The story is that Norm Strung grew up in New York City, the son of a New York banker, but even when too young to drive loved hunting and fishing (which his family did NOT do) to the point where he hitch-hiked to do both--including to the Catskills with a Savage 99--possible in those days.

His father wanted Norm to go to a "good" college in the East, but Norm decided Montana State University was the place for him, because he wanted to live Out West. My father was an English professor at MSU, and that fall taught the required freshman composition class.

Norm's chosen major was fish and game management, but after he submitted a couple of stories my father asked him what he wanted to do with his degree. Norm said write for a living. My father told him he needed to learn to write, and said he could give him some pretty good advice, since he'd sold articles to various magazines, mostly on Western history. So Norm switched his major to English.

I suspect (but don't know) that part of the deal was Norm would take me hunting, because my father had a bad heart and couldn't go much anymore. I'd been hunting on my own for small game for a while, but Norm took me hunting for everything from ducks to deer. Took a mule deer doe with him the first year I could legally buy a big game license.

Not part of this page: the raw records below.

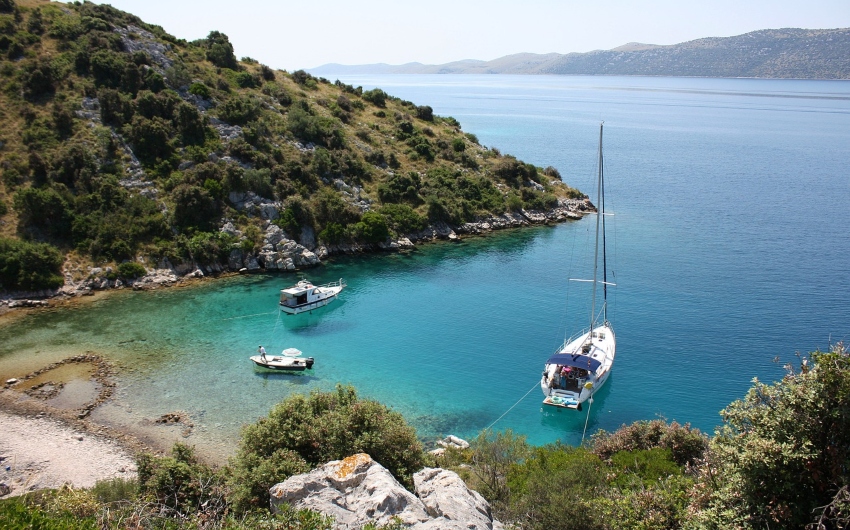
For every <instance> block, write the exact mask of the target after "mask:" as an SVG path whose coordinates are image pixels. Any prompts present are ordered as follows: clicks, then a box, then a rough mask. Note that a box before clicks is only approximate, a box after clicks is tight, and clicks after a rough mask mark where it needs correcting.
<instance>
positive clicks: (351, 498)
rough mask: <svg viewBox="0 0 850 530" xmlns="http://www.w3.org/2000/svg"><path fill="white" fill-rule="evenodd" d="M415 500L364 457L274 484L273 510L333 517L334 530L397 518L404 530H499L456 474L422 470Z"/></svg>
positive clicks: (489, 505) (496, 526) (344, 459)
mask: <svg viewBox="0 0 850 530" xmlns="http://www.w3.org/2000/svg"><path fill="white" fill-rule="evenodd" d="M413 482H414V484H415V487H416V493H417V495H418V497H417V495H414V494H412V493H410V492H409V491H407V490H406V489H404V487H403V486H402V485H401V484H399V482H398V481H397V480H396V479H395V477H393V476H392V475H391V474H390V472H389V471H387V470H386V468H384V467H383V466H382V465H380V464H379V463H377V462H375V461H374V460H372V458H371V457H370V456H369V455H367V454H363V453H361V454H357V455H353V456H350V457H348V458H346V459H344V460H337V461H334V462H328V463H327V464H325V465H324V466H321V467H319V468H316V469H314V470H313V471H311V472H309V473H305V474H303V475H296V476H293V477H290V478H289V479H287V480H286V481H284V482H281V483H280V484H276V485H274V486H273V487H272V488H271V489H270V490H269V493H270V494H271V508H272V511H274V512H277V510H278V506H280V505H281V504H283V503H287V504H290V505H292V506H294V507H296V508H299V509H300V508H309V509H311V510H315V511H317V512H321V513H323V514H325V515H330V516H333V517H334V518H335V524H334V528H336V529H339V530H349V529H352V530H353V529H356V528H361V527H363V526H364V525H365V524H367V523H370V522H371V523H374V524H376V525H385V524H387V523H389V522H391V521H392V520H393V519H394V518H398V519H399V520H401V521H402V523H404V524H405V525H406V526H408V527H410V528H414V529H417V530H425V529H429V530H431V529H433V530H437V529H441V530H452V529H466V530H485V529H486V530H491V529H494V528H495V529H497V530H498V529H501V528H502V525H501V523H499V522H498V521H496V520H494V519H493V517H492V515H491V513H490V505H489V504H488V503H487V501H486V500H484V498H483V497H482V496H481V495H480V494H478V493H477V492H474V491H472V490H470V489H469V488H467V487H466V484H464V482H463V480H461V478H460V477H459V476H458V475H457V474H456V473H454V472H452V471H446V470H444V469H433V468H425V469H423V470H422V471H420V472H418V473H416V474H415V475H414V476H413Z"/></svg>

Even at that age I wanted to be writer, and after my father passed away when I was 16, managed to publish various kinds of writing here and there, but nothing that paid much. By the time I was 20 Norm was making a decent living writing for hunting and fishing magazines, and he gave me some tips--some of which he'd learned from my father. Sold my first well-paying article to Sports Illustrated the next year, when they still ran fishing and hunting stories, about flyfishing for trout in the winter. Then sold another on elk hunting to a then-new magazine named Gray's Sporting Journal. Both spoiled me for real work.


“Montana seems to me to be what a small boy would think Texas is like from hearing Texans.”